School of Science, Nanjing University of Posts and Telecommunications, Key Laboratory of Radio and Micro-Nano Electronics of Jiangsu Province, Nanjing 210023, People's Republic of China.
Department of Computational & Systems Biology, University of Pittsburgh School of Medicine, Pittsburgh, PA 15260, United States of America.
Phys Biol. 2024 Nov 21;22(1). doi: 10.1088/1478-3975/ad9213.
Throughout the course of the SARS-CoV-2 pandemic, genetic variation has contributed to the spread and persistence of the virus. For example, various mutations have allowed SARS-CoV-2 to escape antibody neutralization or to bind more strongly to the receptors that it uses to enter human cells. Here, we compared two methods that estimate the fitness effects of viral mutations using the abundant sequence data gathered over the course of the pandemic. Both approaches are grounded in population genetics theory but with different assumptions.
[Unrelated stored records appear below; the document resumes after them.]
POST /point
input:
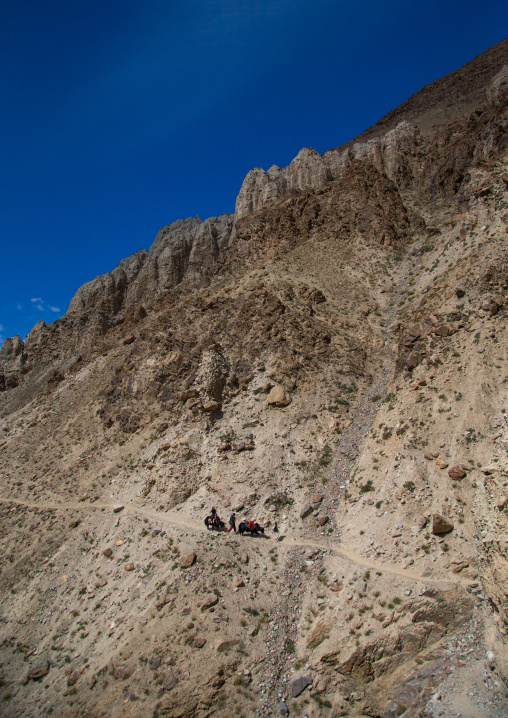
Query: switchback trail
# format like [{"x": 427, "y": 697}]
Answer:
[{"x": 290, "y": 541}]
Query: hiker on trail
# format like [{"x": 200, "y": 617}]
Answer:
[{"x": 232, "y": 522}]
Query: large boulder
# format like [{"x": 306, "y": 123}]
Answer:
[{"x": 441, "y": 525}]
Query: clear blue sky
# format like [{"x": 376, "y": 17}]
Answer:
[{"x": 120, "y": 116}]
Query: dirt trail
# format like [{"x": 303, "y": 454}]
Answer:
[{"x": 289, "y": 540}]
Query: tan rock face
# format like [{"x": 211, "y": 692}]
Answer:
[
  {"x": 320, "y": 633},
  {"x": 278, "y": 397},
  {"x": 188, "y": 560},
  {"x": 456, "y": 473}
]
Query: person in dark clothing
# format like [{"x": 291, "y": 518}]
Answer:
[{"x": 232, "y": 523}]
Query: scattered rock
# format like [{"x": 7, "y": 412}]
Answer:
[
  {"x": 211, "y": 406},
  {"x": 307, "y": 509},
  {"x": 169, "y": 681},
  {"x": 228, "y": 645},
  {"x": 298, "y": 685},
  {"x": 73, "y": 679},
  {"x": 188, "y": 560},
  {"x": 210, "y": 601},
  {"x": 39, "y": 671},
  {"x": 188, "y": 394},
  {"x": 320, "y": 633},
  {"x": 413, "y": 360},
  {"x": 421, "y": 522},
  {"x": 441, "y": 525}
]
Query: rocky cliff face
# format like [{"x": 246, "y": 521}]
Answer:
[{"x": 331, "y": 359}]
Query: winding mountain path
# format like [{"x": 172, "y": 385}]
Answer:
[{"x": 175, "y": 519}]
One approach, tQLE, features an epistatic fitness landscape and assumes that alleles are nearly in linkage equilibrium. Another approach, MPL, assumes a simple, additive fitness landscape, but allows for any level of correlation between alleles. We characterized differences in the distributions of fitness values inferred by each approach and in the ranks of fitness values that they assign to sequences across time. We find that in a large fraction of weeks the two methods are in good agreement as to their top-ranked sequences, i.e. as to which sequences observed that week are most fit. We also find that agreement between the ranking of sequences varies with genetic unimodality in the population in a given week.
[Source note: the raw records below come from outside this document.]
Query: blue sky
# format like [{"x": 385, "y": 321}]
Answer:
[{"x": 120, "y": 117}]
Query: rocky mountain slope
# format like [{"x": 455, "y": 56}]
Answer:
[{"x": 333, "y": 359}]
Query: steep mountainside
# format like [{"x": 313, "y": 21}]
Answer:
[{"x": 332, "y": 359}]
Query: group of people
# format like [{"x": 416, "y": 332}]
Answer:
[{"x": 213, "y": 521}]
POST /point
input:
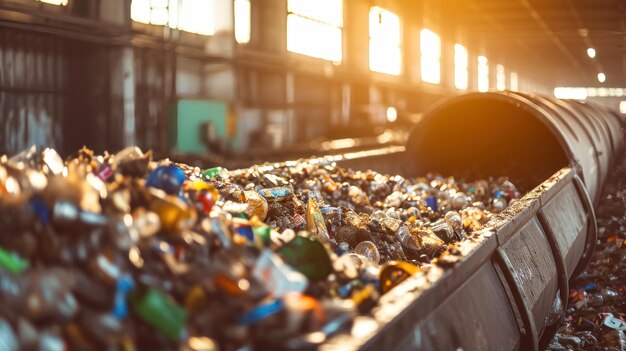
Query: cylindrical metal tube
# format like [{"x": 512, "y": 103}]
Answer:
[{"x": 524, "y": 136}]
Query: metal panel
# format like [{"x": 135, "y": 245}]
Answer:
[
  {"x": 533, "y": 270},
  {"x": 472, "y": 329},
  {"x": 566, "y": 217}
]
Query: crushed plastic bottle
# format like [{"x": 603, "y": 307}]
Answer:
[{"x": 117, "y": 251}]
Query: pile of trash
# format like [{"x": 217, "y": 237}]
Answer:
[
  {"x": 595, "y": 318},
  {"x": 120, "y": 252}
]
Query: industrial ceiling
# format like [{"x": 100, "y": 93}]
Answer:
[{"x": 548, "y": 37}]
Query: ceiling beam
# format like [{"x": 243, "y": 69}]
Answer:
[{"x": 555, "y": 39}]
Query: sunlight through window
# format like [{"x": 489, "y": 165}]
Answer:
[
  {"x": 500, "y": 78},
  {"x": 460, "y": 67},
  {"x": 314, "y": 28},
  {"x": 385, "y": 41},
  {"x": 55, "y": 2},
  {"x": 242, "y": 21},
  {"x": 483, "y": 74},
  {"x": 430, "y": 50},
  {"x": 195, "y": 16},
  {"x": 513, "y": 84}
]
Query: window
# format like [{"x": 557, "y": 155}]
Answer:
[
  {"x": 513, "y": 84},
  {"x": 500, "y": 78},
  {"x": 314, "y": 28},
  {"x": 430, "y": 51},
  {"x": 195, "y": 16},
  {"x": 242, "y": 21},
  {"x": 55, "y": 2},
  {"x": 483, "y": 73},
  {"x": 385, "y": 41},
  {"x": 460, "y": 67}
]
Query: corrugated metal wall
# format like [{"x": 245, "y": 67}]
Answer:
[{"x": 33, "y": 90}]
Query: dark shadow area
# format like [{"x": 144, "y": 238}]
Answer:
[{"x": 483, "y": 137}]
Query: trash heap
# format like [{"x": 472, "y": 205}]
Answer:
[
  {"x": 120, "y": 252},
  {"x": 595, "y": 318}
]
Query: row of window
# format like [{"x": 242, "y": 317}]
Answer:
[{"x": 315, "y": 28}]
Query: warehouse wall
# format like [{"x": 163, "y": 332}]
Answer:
[{"x": 86, "y": 74}]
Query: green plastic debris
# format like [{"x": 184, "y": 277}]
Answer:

在 SARS-CoV-2 大流行期间,遗传变异促成了病毒的传播和持续存在。例如,各种突变使 SARS-CoV-2 能够逃避抗体中和,或者更紧密地结合它用来进入人体细胞的受体。在这里,我们比较了两种使用大流行期间收集的丰富序列数据估计病毒突变适应性影响的方法。这两种方法都基于群体遗传学理论,但有不同的假设。一种方法 tQLE 具有上位性适应景观,并假设等位基因几乎处于连锁平衡状态。另一种方法 MPL 假设简单的、加性适应景观,但允许等位基因之间存在任意水平的相关性。我们描述了每种方法推断的适应值分布的差异,以及它们在整个时间内对序列赋予的适应值等级的差异。我们发现,在很大一部分周中,这两种方法在其最佳序列的排名上是一致的,即本周观察到的哪些序列最适应。我们还发现,序列排名的一致性随着特定周中群体的遗传单峰性而变化。